Para adultos entre 18 e 65 anos, a duração recomendada é entre sete e nove horas por noite. Moita refere que menos de sete horas configura insuficiência de sono e aponta fatores socioeconómicos que dificultam uma rotina mais estável.

Temos uma imposição social de acordar cedo para trabalho e estudo, contrabalançada por hábitos noctívagos como televisão e atividades até tarde. O especialista aponta ainda para uma sociedade extremamente iluminada, com dispositivos eletrónicos.

Desafios e causas

A insuficiência de sono pode favorecer doenças metabólicas e cardiovasculares a longo prazo, como diabetes, obesidade, enfarte e arritmias. O pediatra alerta que crianças precisam de 9 a 11 horas, mas acordam cedo para a escola, correndo risco de sono insuficiente.

O diagnóstico e o acesso a cuidados também são desafios em Portugal. Moita sugere que a medicina básica possa desempenhar um papel mais ativo, com resolução de questões simples nos centros de saúde, complementando consultas especializadas.

A indústria de dispositivos de monitorização não substitui a avaliação médica.
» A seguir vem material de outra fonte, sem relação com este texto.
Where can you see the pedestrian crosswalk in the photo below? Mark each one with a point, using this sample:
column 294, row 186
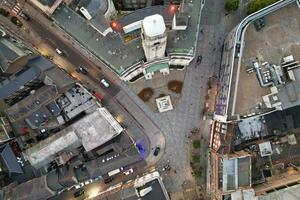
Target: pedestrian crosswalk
column 17, row 8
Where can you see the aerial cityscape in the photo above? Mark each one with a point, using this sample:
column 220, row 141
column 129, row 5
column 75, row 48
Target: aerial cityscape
column 149, row 99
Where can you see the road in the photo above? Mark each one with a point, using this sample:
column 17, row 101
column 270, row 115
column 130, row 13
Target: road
column 74, row 56
column 45, row 41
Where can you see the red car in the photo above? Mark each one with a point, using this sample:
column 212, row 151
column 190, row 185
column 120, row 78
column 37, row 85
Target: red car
column 98, row 96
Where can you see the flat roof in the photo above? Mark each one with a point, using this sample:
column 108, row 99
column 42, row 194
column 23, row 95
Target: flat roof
column 111, row 49
column 289, row 193
column 32, row 70
column 91, row 131
column 96, row 128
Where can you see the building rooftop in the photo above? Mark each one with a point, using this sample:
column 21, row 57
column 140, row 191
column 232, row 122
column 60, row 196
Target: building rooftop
column 154, row 25
column 111, row 49
column 118, row 152
column 33, row 189
column 236, row 173
column 91, row 131
column 31, row 71
column 147, row 187
column 96, row 128
column 10, row 161
column 10, row 50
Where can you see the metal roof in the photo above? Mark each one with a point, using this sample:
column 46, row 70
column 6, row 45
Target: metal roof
column 10, row 161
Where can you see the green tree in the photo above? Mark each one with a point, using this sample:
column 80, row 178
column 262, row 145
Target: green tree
column 196, row 144
column 231, row 5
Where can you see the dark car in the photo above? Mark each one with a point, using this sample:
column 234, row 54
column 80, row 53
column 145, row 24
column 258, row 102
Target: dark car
column 108, row 180
column 81, row 69
column 78, row 193
column 199, row 60
column 42, row 135
column 25, row 16
column 54, row 130
column 156, row 151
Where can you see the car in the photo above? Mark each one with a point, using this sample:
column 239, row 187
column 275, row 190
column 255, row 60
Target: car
column 58, row 51
column 98, row 95
column 79, row 185
column 156, row 151
column 199, row 60
column 54, row 130
column 105, row 83
column 81, row 69
column 78, row 193
column 88, row 182
column 108, row 180
column 43, row 135
column 128, row 172
column 25, row 16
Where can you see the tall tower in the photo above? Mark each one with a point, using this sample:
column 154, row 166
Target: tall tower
column 154, row 37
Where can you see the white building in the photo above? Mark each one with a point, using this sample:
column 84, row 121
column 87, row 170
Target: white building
column 154, row 37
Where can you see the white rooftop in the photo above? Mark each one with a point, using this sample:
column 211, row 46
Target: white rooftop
column 97, row 128
column 164, row 104
column 91, row 131
column 154, row 25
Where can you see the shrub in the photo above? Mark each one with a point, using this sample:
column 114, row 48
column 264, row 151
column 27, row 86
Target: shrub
column 16, row 21
column 196, row 158
column 146, row 94
column 196, row 144
column 231, row 5
column 175, row 86
column 197, row 173
column 4, row 12
column 255, row 5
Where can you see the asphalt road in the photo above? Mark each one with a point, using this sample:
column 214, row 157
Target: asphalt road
column 74, row 56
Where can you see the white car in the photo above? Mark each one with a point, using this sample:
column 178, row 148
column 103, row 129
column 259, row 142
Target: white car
column 128, row 172
column 79, row 185
column 58, row 51
column 88, row 182
column 105, row 83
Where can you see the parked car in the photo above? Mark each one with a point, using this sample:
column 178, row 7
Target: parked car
column 25, row 16
column 54, row 130
column 81, row 69
column 108, row 180
column 156, row 151
column 105, row 83
column 78, row 193
column 88, row 182
column 127, row 172
column 79, row 185
column 58, row 51
column 199, row 60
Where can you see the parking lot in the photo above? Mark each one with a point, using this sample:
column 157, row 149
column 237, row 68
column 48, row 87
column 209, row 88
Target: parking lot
column 278, row 38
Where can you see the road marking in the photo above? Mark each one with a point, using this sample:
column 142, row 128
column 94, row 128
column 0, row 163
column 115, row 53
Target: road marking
column 17, row 8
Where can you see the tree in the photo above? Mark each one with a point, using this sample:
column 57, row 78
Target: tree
column 231, row 5
column 196, row 144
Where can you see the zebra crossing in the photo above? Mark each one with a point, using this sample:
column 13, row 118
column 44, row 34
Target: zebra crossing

Relógios e anéis inteligentes ajudam, mas não substituem exames específicos de sono para diagnóstico e tratamento adequados.

Acesso a cuidados

Entre iniciativas, a APS associa-se à campanha World Sleep Society, com o slogan nacional Dormir bem para viver melhor. O objetivo é promover horários de sono estáveis e a recuperação física e cognitiva associada.